There is so much more we could say this morning about what is going on here in these words. But, for this morning and for this time, let’s pause and apply these words to us in our lives. Who is the real dreamer? It wasn’t Joseph. It was his God. And the same is true for us. God is the real dreamer in your life. And just as he had dreams for Joseph, he has dreams for you. And it follows the same path for you as it did for Joseph. He gives you gifts, and sadly, instead of using those gifts, you abuse those gifts—and so do I. A little boy and his sister grow up together. And like it is with so many families, they get into fights. But the boy grows bigger and stronger. And when they are fighting he pushes her and hurts her. Then that there is that fear-filled moment when he realizes that that he used the gift of strength as an abuse of strength. A little girl grows older and she realizes that she guide a conversation and even gain friends by telling jokes. Then, without thinking about it, she makes fun of her friend, and from then on she loses that friend. God gave her a gift. And she abused that gift.
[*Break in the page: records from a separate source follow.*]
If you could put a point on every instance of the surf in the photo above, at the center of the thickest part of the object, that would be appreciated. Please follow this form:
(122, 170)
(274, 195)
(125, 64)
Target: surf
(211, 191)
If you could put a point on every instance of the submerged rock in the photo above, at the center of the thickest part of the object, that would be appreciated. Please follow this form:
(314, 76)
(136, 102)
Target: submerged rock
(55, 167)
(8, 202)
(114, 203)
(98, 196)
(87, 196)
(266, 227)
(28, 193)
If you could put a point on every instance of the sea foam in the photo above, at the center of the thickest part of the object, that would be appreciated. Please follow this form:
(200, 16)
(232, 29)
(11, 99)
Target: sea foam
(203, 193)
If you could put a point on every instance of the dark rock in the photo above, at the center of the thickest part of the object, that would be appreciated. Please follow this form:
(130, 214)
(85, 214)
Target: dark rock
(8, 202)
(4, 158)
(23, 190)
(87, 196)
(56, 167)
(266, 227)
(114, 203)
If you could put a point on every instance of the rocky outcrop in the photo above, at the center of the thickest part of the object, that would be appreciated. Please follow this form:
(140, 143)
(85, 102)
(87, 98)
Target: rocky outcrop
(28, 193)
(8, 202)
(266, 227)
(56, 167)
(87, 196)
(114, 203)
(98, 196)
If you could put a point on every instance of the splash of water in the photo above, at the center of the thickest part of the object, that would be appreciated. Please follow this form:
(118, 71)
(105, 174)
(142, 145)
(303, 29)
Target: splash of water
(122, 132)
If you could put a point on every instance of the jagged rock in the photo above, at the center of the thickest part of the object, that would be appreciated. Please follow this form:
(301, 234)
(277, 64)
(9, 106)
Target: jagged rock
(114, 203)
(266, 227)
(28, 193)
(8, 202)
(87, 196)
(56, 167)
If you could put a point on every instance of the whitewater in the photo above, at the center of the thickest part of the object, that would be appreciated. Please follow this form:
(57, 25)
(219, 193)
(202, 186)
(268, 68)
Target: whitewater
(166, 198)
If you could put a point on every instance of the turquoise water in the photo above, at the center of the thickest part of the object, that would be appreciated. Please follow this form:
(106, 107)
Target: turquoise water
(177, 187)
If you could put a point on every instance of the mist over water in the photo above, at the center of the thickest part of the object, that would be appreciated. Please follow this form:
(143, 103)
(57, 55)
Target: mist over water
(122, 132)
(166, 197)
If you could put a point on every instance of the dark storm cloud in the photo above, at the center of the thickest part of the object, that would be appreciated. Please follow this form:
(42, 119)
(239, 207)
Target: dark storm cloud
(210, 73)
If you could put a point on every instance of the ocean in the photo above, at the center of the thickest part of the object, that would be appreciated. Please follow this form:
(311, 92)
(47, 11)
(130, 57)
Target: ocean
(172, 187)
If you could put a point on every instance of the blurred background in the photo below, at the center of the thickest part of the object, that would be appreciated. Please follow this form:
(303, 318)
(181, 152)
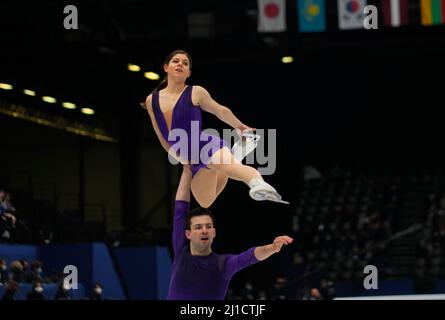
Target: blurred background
(359, 135)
But then after that, what is God’s dream and desire? He brings us to forgiveness. That descendent of Joseph was born in Bethlehem. Jesus grew up and became strong in all of our gifts. But instead of abusing those gifts, he used them perfectly in our place. And then the gift of his own life he gave up to pay for our sins on Good Friday. God brings us to that forgiveness and convinces us that that forgiveness is ours.
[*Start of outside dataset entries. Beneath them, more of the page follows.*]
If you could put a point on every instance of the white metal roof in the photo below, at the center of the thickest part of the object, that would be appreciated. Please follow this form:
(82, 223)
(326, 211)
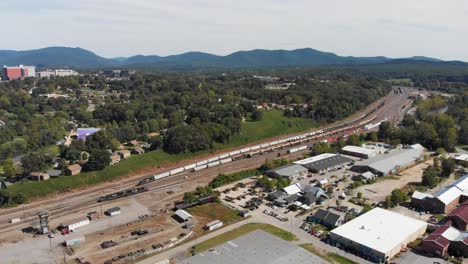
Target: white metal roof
(292, 189)
(380, 229)
(183, 214)
(368, 175)
(463, 157)
(360, 150)
(453, 191)
(420, 195)
(315, 158)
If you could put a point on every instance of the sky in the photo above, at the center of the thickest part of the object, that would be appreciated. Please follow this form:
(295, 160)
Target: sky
(113, 28)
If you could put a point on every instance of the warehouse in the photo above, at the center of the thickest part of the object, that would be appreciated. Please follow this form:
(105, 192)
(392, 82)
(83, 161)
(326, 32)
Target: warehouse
(213, 225)
(256, 247)
(359, 152)
(379, 234)
(76, 223)
(389, 163)
(182, 215)
(323, 162)
(293, 172)
(445, 200)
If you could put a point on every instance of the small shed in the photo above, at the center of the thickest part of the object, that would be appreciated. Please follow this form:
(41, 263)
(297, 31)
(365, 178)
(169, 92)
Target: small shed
(182, 215)
(113, 211)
But he goes even farther. He doesn’t just bring us to forgiveness. He also brings us through forgiveness to service. With joy in our hearts at knowing that the times I have abused the gifts given to me are forgiven, we then pick up those gifts and use them. We use them just as Joseph did, with zeal and joy.
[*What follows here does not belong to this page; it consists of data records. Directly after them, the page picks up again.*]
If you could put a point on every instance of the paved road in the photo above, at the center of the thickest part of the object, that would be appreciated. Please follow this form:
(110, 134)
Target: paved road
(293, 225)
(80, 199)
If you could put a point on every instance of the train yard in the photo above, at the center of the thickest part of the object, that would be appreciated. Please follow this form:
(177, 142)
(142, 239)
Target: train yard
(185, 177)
That, my dear friends in Christ, is why God is the dreamer. For he doesn’t just dream. His dreams carry all the weight and wonder of his own will. What he dreams he is able to get done. So this morning go home in peace. Go home in peace knowing that we might dream. But God is the real dreamer. And his dream for each of us is to bring us to forgiveness and then bring us through forgiveness to service. Amen.